In the December 12, 2005 issue of BusinessWeek magazine, there is a “Special Report” titled Business gets serious about emissions. The article talks about a number of initiatives, actions, technologies, policies, and regulations related to the issue of reducing greenhouse gas emissions in the face of almost certain cost increases attributed to global climate change.
Major corporations are deciding that even without mandatory emission limits from the US government, they will take action because it makes financial sense to try to slow the effects of global climate change. Insurance companies are discussed as being part of the push; their losses from major weather events have increased dramatically in the past five years.
As I read the article, the sidebars, and the inserts, I became more and more agitated. Though it is certainly being discussed at the very highest levels of policymaking and corporate leadership, the beneficial impact of replacing fossil fuel combustion with atomic (nuclear) fission was not mentioned or even implied a single time during the course of the “Special Report”. After finishing my paper copy, I even went on line and did a number of different searches looking for “nuclear” or “atomic” anywhere in the report. Not a single return!
I am a writer and fully understand that not every story can contain every possible aspect. I also recognize that print publications are under more severe space constraints than on line publications whose words are less likely to be cut in order to place an advertisement or meet a given page count limit.
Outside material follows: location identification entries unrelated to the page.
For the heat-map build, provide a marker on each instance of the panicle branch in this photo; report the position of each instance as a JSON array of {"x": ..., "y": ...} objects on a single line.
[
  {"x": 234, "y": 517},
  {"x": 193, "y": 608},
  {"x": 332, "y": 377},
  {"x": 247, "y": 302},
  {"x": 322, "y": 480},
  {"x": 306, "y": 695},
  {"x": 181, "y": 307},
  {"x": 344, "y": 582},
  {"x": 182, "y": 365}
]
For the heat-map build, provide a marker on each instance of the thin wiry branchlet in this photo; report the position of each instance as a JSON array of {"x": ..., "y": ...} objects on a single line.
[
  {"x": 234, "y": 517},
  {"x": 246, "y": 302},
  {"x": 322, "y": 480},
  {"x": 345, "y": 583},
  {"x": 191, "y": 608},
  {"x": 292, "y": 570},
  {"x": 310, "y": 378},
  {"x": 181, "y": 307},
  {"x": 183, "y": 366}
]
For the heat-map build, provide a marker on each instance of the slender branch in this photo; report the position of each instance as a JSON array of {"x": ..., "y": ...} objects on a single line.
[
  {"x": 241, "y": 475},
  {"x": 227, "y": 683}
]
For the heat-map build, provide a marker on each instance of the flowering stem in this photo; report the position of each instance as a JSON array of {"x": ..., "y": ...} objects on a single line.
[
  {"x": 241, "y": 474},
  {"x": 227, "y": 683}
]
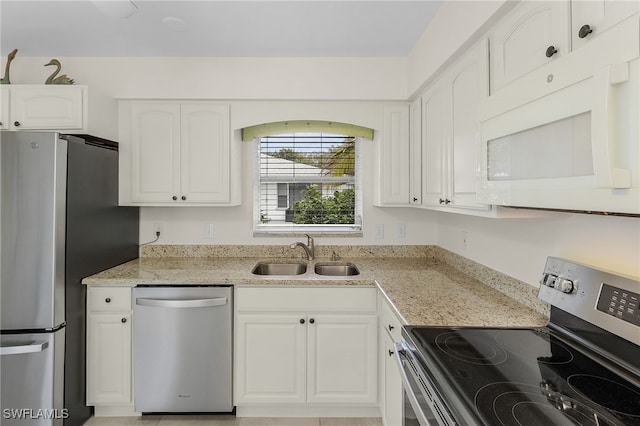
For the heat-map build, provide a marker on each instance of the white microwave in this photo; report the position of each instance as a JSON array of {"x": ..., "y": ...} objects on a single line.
[{"x": 575, "y": 148}]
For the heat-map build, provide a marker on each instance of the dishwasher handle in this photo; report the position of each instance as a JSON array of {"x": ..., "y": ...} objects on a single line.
[
  {"x": 401, "y": 349},
  {"x": 182, "y": 303}
]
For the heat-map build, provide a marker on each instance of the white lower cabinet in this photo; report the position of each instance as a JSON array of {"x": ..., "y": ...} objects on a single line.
[
  {"x": 391, "y": 398},
  {"x": 299, "y": 347},
  {"x": 109, "y": 379},
  {"x": 270, "y": 359}
]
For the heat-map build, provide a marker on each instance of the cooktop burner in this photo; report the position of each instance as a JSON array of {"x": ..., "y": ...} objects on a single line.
[
  {"x": 526, "y": 377},
  {"x": 521, "y": 404}
]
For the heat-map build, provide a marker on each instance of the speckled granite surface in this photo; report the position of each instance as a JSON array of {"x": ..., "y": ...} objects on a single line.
[{"x": 425, "y": 284}]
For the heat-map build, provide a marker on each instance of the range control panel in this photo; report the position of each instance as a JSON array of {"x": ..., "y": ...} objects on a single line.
[
  {"x": 608, "y": 300},
  {"x": 559, "y": 283},
  {"x": 619, "y": 303}
]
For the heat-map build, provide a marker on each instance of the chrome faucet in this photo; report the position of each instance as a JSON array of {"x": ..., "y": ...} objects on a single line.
[{"x": 308, "y": 248}]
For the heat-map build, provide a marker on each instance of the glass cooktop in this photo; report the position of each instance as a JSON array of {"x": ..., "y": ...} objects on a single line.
[{"x": 524, "y": 377}]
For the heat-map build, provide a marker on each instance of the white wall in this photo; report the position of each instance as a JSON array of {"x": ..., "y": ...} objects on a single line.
[
  {"x": 519, "y": 247},
  {"x": 218, "y": 78},
  {"x": 455, "y": 26},
  {"x": 322, "y": 79},
  {"x": 234, "y": 225}
]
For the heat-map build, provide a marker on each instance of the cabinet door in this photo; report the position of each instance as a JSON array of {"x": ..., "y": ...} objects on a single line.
[
  {"x": 342, "y": 359},
  {"x": 270, "y": 362},
  {"x": 435, "y": 133},
  {"x": 393, "y": 396},
  {"x": 520, "y": 41},
  {"x": 47, "y": 107},
  {"x": 155, "y": 152},
  {"x": 598, "y": 15},
  {"x": 395, "y": 156},
  {"x": 469, "y": 86},
  {"x": 4, "y": 108},
  {"x": 204, "y": 153},
  {"x": 415, "y": 153},
  {"x": 108, "y": 359}
]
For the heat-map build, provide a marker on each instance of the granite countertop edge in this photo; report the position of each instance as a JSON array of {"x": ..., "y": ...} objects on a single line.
[{"x": 421, "y": 291}]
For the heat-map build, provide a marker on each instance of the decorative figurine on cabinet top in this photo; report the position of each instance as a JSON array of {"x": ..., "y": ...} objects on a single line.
[
  {"x": 10, "y": 56},
  {"x": 62, "y": 79}
]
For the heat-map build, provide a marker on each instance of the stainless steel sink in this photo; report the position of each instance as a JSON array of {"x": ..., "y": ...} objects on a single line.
[
  {"x": 336, "y": 270},
  {"x": 268, "y": 268}
]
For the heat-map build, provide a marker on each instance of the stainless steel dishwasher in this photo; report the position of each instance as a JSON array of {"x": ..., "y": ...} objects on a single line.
[{"x": 182, "y": 349}]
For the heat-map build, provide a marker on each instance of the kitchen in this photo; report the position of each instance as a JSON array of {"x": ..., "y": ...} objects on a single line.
[{"x": 515, "y": 247}]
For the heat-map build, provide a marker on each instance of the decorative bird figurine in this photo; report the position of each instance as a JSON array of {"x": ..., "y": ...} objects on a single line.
[
  {"x": 10, "y": 56},
  {"x": 62, "y": 79}
]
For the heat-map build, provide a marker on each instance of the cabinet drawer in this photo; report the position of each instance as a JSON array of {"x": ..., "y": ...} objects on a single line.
[
  {"x": 302, "y": 299},
  {"x": 389, "y": 320},
  {"x": 109, "y": 299}
]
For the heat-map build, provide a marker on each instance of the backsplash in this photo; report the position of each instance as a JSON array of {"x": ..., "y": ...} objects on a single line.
[{"x": 282, "y": 251}]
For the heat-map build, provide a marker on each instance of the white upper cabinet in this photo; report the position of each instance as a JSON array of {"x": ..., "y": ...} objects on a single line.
[
  {"x": 469, "y": 86},
  {"x": 155, "y": 152},
  {"x": 531, "y": 35},
  {"x": 415, "y": 152},
  {"x": 591, "y": 18},
  {"x": 176, "y": 154},
  {"x": 44, "y": 107},
  {"x": 393, "y": 157},
  {"x": 435, "y": 140},
  {"x": 450, "y": 133},
  {"x": 204, "y": 153}
]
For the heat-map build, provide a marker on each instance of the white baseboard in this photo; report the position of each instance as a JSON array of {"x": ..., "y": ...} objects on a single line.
[
  {"x": 115, "y": 411},
  {"x": 307, "y": 411}
]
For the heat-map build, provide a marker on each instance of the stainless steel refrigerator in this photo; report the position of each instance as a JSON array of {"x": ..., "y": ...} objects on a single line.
[{"x": 60, "y": 222}]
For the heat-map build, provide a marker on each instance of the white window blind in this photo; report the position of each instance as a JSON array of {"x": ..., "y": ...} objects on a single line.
[{"x": 307, "y": 182}]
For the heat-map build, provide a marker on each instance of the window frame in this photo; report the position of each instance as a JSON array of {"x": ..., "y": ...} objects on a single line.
[{"x": 289, "y": 228}]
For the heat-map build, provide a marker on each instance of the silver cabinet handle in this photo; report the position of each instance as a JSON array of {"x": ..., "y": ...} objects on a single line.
[
  {"x": 399, "y": 349},
  {"x": 24, "y": 349},
  {"x": 182, "y": 303}
]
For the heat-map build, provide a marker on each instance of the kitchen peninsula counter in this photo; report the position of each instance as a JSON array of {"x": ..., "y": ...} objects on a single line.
[{"x": 424, "y": 291}]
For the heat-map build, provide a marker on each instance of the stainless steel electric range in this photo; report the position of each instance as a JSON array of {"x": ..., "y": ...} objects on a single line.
[{"x": 583, "y": 368}]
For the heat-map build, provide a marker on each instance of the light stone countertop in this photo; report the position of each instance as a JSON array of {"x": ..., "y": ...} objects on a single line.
[{"x": 423, "y": 291}]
However, it is ridiculous that BusinessWeek writers and editors think that it is more important to show a picture of a solitary windmill in Inner Mongolia as an example of efforts to reduce greenhouse gas emissions than to mention the fact that there have already been formal communications from major corporations in the US to the United States Nuclear Regulatory Commission indicating plans for at least a dozen new nuclear power plants.
Even though the proposed Duke Energy and Cinergy merger merited a couple of paragraphs of discussion, and the author discussed the risk to that merged company of proceeding to build even more coal fired power plants in the face of possible emissions, he did not mention that Cinergy has indicated that one of the prime reasons for its interest in Duke is because of its depth of nuclear power plant experience. My friend at NEI Nuclear Notes – Eric McErlain – pointed that out on December 2, 2005 in his entry titled Nuclear Perspectives from Climate Change Conference
BusinessWeek is certainly not a liberal publication run by ignorant people; it is a magazine seen in all the right places to reach investors. For example, I cannot remember the last time that I passed through the first class section of an airplane without seeing at least one copy being avidly read by an expensively dressed businessperson.
I do not get it; do the authors, fact checkers and editors have their head in the sand or in a time warp?